FvB mice were given an intraperitoneal injection of y27632 (10 mg/kg) or saline (5 mice in each group). After 1 h, dasatinib 10 mg/kg was given intraperitoneally. After 4 h, Evans blue (2 mg/kg) in sterile phosphate‐buffered saline (20 μL) was infused via the tail vein and after 30 min, the animals were killed and the thoracic cavity was opened. The lung vasculature was washed by perfusion with 100 mL of phosphate‐buffered saline (0.1 mol/L NaCl, 0.05 mol/L Phosphate, pH 7.4) via the right ventricle. The lungs were harvested, blotted, weighed, and snap frozen in liquid nitrogen. The frozen lung was pulverized in tissue homogenizer and incubated in dimethyl formamide overnight at 37°C. The concentration of EB was determined by spectrophotometry using an excitation at 620 nm and emission at 680 nm wavelength 13, and expressed as Evans blue per gram of lung tissue. To test the effect of ROCK1 deficiency, in separate experiments, control and ROCK−/− FVB mice were given intraperitoneal injection of dasatinib 10 mg/kg daily for 5 days. On the sixth day, Evans blue 2 mg/kg in PBS (20 μL) was infused via the tail vein and after 30 min, the animals were killed and extravascular Evans blue was determined as above.

Results

Increased permeability of dasatinib‐treated microvascular endothelial cells

Using monolayers of HMEC‐1 in a Transwell apparatus, we tested the effect of therapeutic concentration of dasatinib (100 ng/mL) on the barrier function by evaluating the permeability to FITC‐dextran. As seen in Figure 1A, transendothelial transport of FITC‐dextran across the endothelial cell monolayer was increased within 5 min following the addition of dasatinib compared to the untreated endothelial cells. The maximum effect was seen within an hour.
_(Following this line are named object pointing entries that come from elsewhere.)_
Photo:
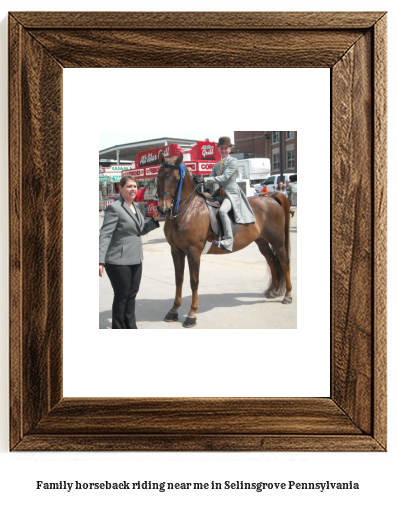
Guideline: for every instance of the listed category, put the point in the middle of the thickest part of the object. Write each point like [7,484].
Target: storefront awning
[103,178]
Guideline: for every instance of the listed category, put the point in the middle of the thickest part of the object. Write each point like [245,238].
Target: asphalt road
[230,292]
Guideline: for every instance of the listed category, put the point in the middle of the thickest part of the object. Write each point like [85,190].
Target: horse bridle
[170,166]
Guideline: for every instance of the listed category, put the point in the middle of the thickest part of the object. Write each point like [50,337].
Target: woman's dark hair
[124,180]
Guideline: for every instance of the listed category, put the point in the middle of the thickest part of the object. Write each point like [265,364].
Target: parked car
[271,182]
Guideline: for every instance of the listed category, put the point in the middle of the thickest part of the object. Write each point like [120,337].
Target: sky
[108,139]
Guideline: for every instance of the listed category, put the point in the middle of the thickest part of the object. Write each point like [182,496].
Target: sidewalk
[230,291]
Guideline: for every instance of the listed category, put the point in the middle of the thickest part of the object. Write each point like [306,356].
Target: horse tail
[282,199]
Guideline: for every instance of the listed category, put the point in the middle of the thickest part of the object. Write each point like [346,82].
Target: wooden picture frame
[353,46]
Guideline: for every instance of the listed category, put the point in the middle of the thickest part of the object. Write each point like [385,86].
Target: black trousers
[125,281]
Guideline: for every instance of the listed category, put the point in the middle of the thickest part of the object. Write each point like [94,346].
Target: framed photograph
[353,47]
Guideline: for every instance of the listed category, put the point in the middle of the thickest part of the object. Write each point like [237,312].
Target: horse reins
[169,166]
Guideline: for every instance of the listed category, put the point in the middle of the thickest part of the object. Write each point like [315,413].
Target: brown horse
[188,229]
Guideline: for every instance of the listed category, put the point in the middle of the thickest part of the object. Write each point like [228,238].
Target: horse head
[168,180]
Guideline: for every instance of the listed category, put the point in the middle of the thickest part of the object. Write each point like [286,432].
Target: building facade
[279,146]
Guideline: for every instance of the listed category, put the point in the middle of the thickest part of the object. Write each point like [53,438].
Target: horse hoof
[171,317]
[190,322]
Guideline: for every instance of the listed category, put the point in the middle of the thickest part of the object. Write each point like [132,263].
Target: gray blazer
[242,211]
[120,235]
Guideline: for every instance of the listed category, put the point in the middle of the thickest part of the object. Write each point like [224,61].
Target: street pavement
[230,291]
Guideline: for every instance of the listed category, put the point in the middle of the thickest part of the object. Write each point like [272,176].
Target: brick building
[266,144]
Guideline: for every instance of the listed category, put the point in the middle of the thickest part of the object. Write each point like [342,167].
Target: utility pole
[281,156]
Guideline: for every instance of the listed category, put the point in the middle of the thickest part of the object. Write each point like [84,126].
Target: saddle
[216,223]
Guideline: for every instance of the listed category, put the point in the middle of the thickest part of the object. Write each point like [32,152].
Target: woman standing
[121,254]
[231,196]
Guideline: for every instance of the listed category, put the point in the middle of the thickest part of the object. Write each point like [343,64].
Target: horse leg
[179,266]
[193,258]
[265,250]
[284,262]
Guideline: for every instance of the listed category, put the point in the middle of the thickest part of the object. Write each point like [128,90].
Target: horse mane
[203,195]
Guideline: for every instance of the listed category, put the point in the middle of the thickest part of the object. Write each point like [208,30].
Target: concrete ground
[230,291]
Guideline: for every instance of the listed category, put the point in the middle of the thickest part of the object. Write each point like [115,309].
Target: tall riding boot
[227,239]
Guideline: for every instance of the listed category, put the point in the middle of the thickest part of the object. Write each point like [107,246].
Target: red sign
[151,157]
[205,150]
[199,160]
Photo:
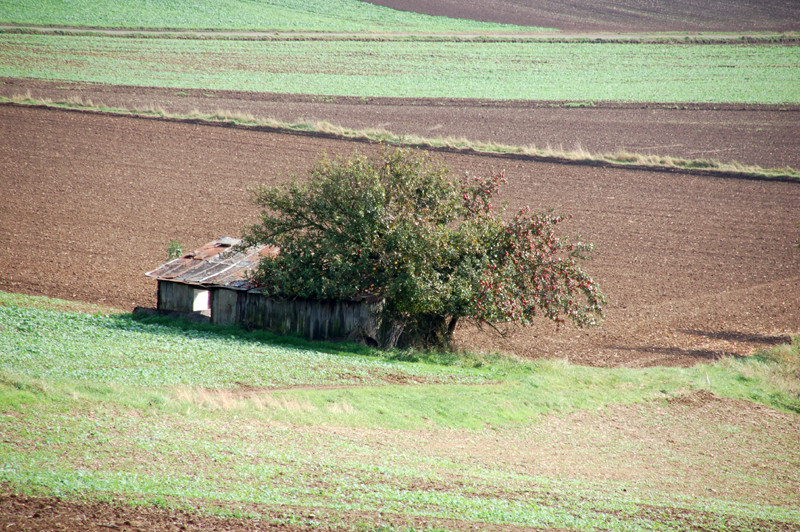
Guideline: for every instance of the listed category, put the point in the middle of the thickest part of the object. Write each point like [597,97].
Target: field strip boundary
[618,160]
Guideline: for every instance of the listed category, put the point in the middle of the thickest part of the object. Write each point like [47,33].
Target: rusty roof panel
[217,263]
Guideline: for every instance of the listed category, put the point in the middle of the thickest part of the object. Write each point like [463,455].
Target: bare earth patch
[617,15]
[766,135]
[696,447]
[695,268]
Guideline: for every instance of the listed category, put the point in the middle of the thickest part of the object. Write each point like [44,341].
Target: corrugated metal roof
[218,263]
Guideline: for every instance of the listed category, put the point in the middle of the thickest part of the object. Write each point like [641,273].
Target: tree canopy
[434,247]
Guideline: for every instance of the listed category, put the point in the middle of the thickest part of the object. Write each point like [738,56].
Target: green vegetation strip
[746,73]
[273,15]
[150,411]
[620,159]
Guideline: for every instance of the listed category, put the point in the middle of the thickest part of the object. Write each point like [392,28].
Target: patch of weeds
[174,250]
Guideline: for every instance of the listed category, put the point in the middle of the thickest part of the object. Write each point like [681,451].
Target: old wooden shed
[216,281]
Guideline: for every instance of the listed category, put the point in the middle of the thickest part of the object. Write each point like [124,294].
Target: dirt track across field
[617,15]
[768,136]
[694,267]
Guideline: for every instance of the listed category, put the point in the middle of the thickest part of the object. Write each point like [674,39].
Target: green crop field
[148,411]
[530,70]
[263,15]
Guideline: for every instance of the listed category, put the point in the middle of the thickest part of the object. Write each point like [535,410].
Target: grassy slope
[275,15]
[149,410]
[537,71]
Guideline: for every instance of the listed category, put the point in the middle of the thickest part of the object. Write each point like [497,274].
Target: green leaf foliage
[401,228]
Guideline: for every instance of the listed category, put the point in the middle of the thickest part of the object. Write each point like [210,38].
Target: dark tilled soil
[768,136]
[694,267]
[618,15]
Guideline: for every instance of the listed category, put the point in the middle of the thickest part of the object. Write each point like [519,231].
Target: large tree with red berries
[400,227]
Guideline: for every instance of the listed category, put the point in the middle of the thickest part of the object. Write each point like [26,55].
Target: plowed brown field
[618,15]
[694,267]
[768,136]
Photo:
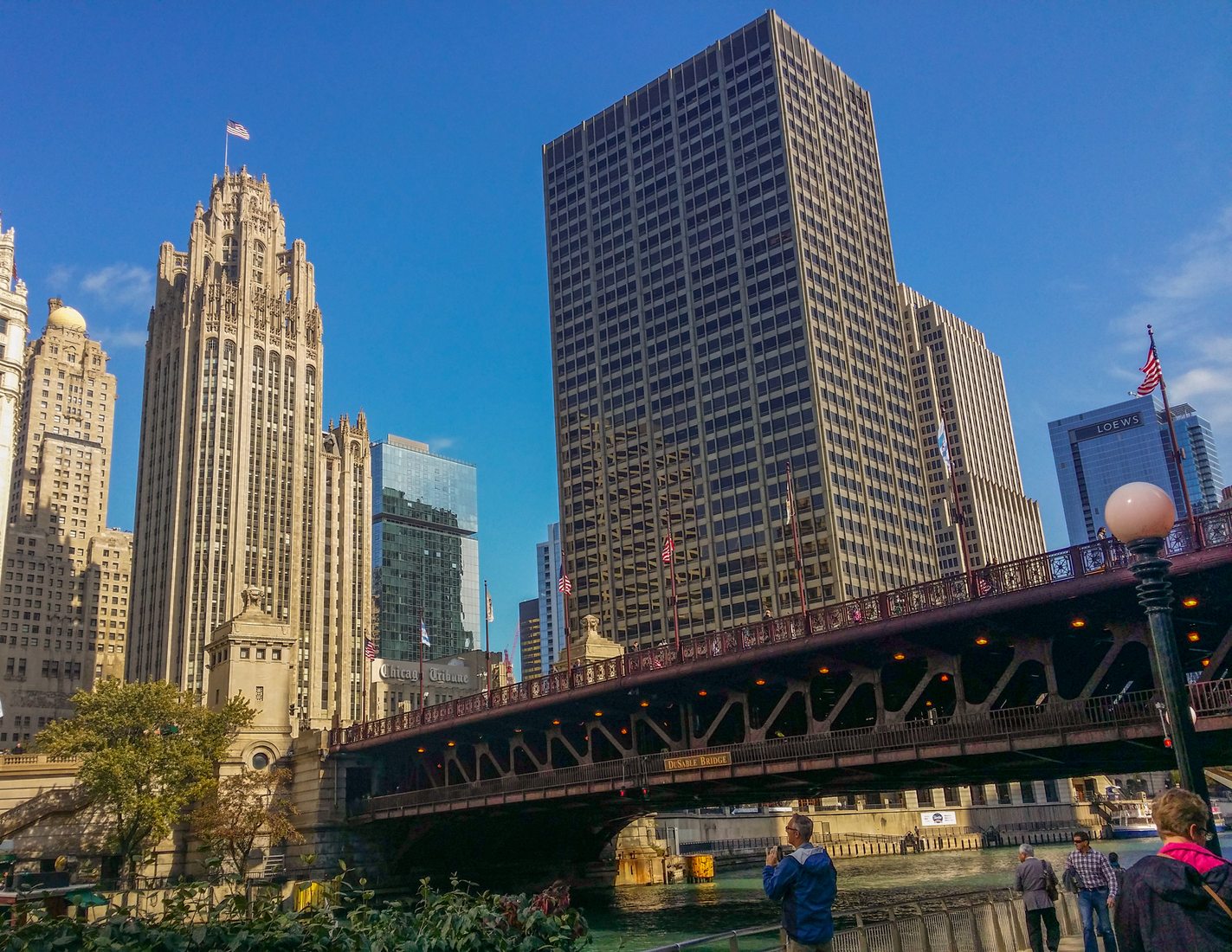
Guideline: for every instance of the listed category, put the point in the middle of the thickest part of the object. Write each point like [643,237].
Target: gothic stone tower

Under similar conditions, imatinib had no effect on permeability (Fig. 1B) even at a concentration of 400 ng/mL (data not shown).

Figure 1.

Figure 1

Effect of dasatinib on endothelial permeability. Human microvascular endothelial cells‐1 were seeded on Transwell insert plates (membrane pore size: 3 μm) and after confluence fluorescein isothiocyante (FITC)‐dextran (1.0 mg/mL) was loaded to the apical chamber and the cells were treated with 100 ng/mL dasatinib (A) or Imatinib (B). At various times, the lower chamber was sampled for the presence of FITC‐dextran. Results are mean and SD of quadruplicate wells of typical experiments. *P value of < 0.05 or less for dasatinib versus dimethyl sulfoxide (vehicle).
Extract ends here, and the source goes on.